Mimos refinados

História tão fantástica nem Sherazade inventaria:

Retornando a comitiva do longínquo oriente

Trazendo do rei saudita valiosíssimo presente

Que exclusivamente à Primeira-Dama se destinaria

Sendo portador o ministro, fato que ninguém contraria

Relógio, anel, brincos e colar: mimos deveras refinados

Em surreais dezesseis milhões e meio avaliados

Não declarados na alfândega de forma oficial

Retidos em pleno aeroporto pela Receita Federal

Em outra “lembrança” engenhosamente ocultados

Pra escapar do imposto milionário se valeram de tramoia

Fosse consignada ao país - como apregoa o bom senso - a oferta da preciosidade

Do recolhimento de tributo nenhum haveria necessidade

Mas pra burlar o fisco lembraram da Guerra de Troia

Aproveitando o presente dos árabes criaram o “Cavalo de Joia”

Alladin e Ali-Babá, ante tal astúcia, decerto sentiriam no rosto o rubor

Envergonhados, em disparada partiriam no tapete voador

Jamais se igualariam suas peripécias aos tupiniquins disparates

Afinal, de brilhantes dados não se olham os quilates

Mormente quando já sabido seu estratosférico valor

Muita calma nessa hora, pra não levantar acusação exagerada

Troca de "regalos" é praxe em viagens ao estrangeiro

E sendo anfitriã a Arábia, há de parecer, a qualquer cidadão brasileiro

Que a recordação oferecida se revele por evidente desmesurada

Ocorre que, no caso, deve ser obrigatoriamente considerada

A distorção de valores decorrente da riqueza descomunal

Da monarquia proprietária da maior reserva de petróleo mundial!

No popular: o que a gente só compraria se vendesse um rim,

Pra eles não passa de um trocadinho, simples assim!

Preço que pra nós é absurdo, pra eles é trivial...

Já os mais impiedosos vão lembrar do velho ditado:

"Quanto mais se tem mais se deseja"

E não é que o rico mais facilmente a fortuna fareja?

Se deu presente caro, por algo do amigo com certeza está interessado

E teve mesmo um acontecido que não pode ser ignorado:

Em outubro foi ao Oriente Médio o Ministro de Minas e Energia

Em novembro foi vendida aos Emirados uma refinaria na Bahia

Seria a proximidade das datas mera coincidência?

Ou seriam as tais joias retribuição por favorecimento na concorrência?

Corre que a planta foi vendida pela metade do que realmente valia...

Pior que não tâmo falando de qualquer usina

Foi a primeira do país a entrar em funcionamento

Hoje é a segunda em capacidade de processamento

E não produz só gás, lubrificante, diesel e gasolina

Acabâmo privatizando uma legítima mina

A única que faz a tal da food grade, parafina alimentícia

Indispensável pra indústria do chocolate, que delícia!

E também a N-parafina, de características sustentáveis

Usada na fabricação de detergentes biodegradáveis

O Tribunal de Contas da União não viu nenhuma malícia...

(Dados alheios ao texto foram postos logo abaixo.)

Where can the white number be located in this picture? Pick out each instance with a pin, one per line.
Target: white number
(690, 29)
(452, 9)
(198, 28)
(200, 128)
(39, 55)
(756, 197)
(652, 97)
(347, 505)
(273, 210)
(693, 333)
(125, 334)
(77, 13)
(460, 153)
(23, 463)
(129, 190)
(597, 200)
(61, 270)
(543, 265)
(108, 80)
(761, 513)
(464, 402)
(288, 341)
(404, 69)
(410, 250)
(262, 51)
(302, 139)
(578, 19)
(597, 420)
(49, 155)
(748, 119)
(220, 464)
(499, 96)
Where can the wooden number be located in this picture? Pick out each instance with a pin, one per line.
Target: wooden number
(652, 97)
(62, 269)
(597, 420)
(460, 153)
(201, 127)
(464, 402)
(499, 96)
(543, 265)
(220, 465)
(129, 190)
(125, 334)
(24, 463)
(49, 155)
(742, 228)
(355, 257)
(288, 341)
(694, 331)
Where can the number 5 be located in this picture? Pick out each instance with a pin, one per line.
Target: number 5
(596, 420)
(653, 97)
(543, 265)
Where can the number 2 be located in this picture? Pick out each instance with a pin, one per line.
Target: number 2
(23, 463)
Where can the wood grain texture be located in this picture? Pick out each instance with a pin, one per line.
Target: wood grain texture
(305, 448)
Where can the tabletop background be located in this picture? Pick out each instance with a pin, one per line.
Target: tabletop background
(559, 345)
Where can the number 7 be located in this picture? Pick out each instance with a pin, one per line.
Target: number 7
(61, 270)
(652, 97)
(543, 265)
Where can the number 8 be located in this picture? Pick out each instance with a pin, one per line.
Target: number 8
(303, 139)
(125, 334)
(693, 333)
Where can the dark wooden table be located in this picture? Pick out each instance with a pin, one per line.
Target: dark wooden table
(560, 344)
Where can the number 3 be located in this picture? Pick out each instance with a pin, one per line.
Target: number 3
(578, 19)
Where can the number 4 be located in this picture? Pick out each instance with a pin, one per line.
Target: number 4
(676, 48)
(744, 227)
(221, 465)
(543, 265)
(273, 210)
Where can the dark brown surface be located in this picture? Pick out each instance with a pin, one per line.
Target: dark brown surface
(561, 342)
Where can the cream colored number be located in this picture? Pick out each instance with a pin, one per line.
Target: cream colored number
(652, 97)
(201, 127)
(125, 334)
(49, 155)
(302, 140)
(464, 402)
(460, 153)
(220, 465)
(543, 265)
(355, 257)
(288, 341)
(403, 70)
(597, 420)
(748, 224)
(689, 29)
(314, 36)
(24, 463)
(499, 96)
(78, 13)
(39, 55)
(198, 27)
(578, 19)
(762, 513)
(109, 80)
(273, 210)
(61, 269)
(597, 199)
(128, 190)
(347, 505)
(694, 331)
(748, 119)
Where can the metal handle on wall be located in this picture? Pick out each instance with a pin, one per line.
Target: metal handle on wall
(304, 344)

Logo que fechado o negócio, já mudaram a denominação legal:

De Landulpho Alves pra Mataripe foi rebatizada

É que não deu mais liga manter a personalidade homenageada

Porque o tal doutor era ferrenho defensor do monopólio estatal

Continuar com o nome do cara pegaria bem mal...

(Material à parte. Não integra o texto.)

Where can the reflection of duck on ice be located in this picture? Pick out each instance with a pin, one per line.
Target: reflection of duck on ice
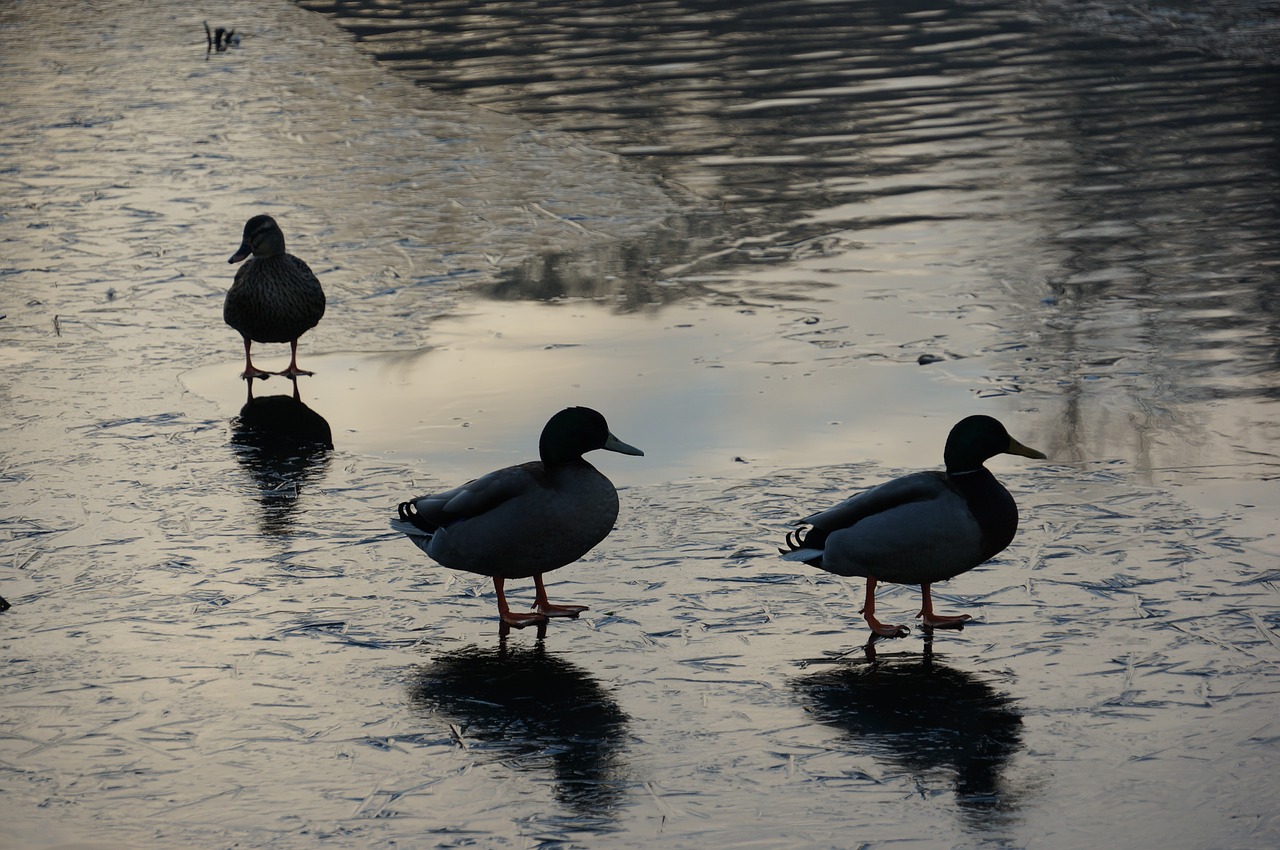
(283, 444)
(530, 707)
(924, 717)
(220, 39)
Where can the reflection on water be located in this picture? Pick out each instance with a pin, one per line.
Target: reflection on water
(538, 713)
(942, 725)
(284, 446)
(1107, 206)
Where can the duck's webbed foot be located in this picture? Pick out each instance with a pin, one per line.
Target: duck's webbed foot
(521, 620)
(931, 620)
(561, 611)
(886, 630)
(547, 608)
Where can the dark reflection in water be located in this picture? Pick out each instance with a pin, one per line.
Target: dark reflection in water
(929, 720)
(539, 713)
(284, 446)
(1121, 193)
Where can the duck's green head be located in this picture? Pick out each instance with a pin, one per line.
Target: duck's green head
(263, 238)
(977, 438)
(576, 430)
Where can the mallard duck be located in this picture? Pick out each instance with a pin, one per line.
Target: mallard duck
(274, 298)
(525, 520)
(920, 528)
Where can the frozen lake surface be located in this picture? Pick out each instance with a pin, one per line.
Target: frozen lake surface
(784, 247)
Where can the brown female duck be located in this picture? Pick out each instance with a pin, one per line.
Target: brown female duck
(274, 298)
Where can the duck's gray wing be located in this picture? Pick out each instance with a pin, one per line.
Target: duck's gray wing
(918, 487)
(474, 498)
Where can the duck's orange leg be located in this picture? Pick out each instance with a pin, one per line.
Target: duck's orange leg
(545, 607)
(293, 371)
(250, 370)
(519, 621)
(937, 621)
(869, 616)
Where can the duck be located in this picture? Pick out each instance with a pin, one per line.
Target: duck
(524, 521)
(275, 297)
(922, 528)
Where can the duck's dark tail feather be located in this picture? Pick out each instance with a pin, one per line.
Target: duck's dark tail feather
(805, 547)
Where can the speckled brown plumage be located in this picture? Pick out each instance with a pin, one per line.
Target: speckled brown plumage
(275, 296)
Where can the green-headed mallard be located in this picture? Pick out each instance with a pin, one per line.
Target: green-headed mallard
(275, 296)
(920, 528)
(525, 520)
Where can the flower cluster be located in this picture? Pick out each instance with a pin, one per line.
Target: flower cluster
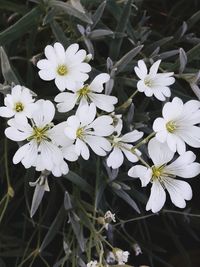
(94, 125)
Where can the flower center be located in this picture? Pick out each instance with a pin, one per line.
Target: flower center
(62, 70)
(157, 172)
(19, 107)
(84, 91)
(148, 81)
(40, 134)
(171, 126)
(80, 133)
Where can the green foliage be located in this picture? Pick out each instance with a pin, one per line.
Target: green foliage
(61, 229)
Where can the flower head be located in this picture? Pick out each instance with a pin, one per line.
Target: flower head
(121, 256)
(65, 67)
(162, 175)
(122, 147)
(92, 264)
(85, 94)
(40, 149)
(154, 83)
(19, 104)
(86, 131)
(177, 126)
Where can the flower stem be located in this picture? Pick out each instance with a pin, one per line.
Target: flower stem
(127, 102)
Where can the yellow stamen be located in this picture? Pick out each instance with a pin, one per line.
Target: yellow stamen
(84, 91)
(40, 134)
(79, 133)
(19, 107)
(171, 126)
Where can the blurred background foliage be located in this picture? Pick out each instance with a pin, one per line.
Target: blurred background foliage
(117, 33)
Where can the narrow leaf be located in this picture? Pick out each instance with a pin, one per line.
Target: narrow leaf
(122, 194)
(6, 69)
(182, 59)
(70, 10)
(100, 33)
(21, 27)
(79, 181)
(98, 14)
(122, 63)
(54, 228)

A real é que venderam da Petrobrás uma joia de esplendor inigualável

Achando que levariam de brinde adornos de brilho admirável

Mas subestimaram dos agentes a inteligência e a integridade

Que, fiéis aos Princípios da Legalidade e Moralidade

Suportaram oito "carteiradas", com firmeza nada menos que louvável

E que agora, em estrita observância à pertinente legislação

Sejam os presentes ao patrimônio da União devidamente incorporados

Pra que por todos nós, seus donos, possam ser apreciados

Por serem bens de valor inestimável, que pertencem à Nação

E que seja, vez ou outra, permitida sua utilização

Por Presidentes e Primeiras-Damas, em eventos extremamente relevantes

Ocasiões em que se exigem produções excepcionalmente elegantes

Sejam quantas forem, desde que façam uso autorizado e correto

E sejam eleitas ou companheiras de mandatários escolhidos pelo voto direto

Porque eternos são somente os diamantes!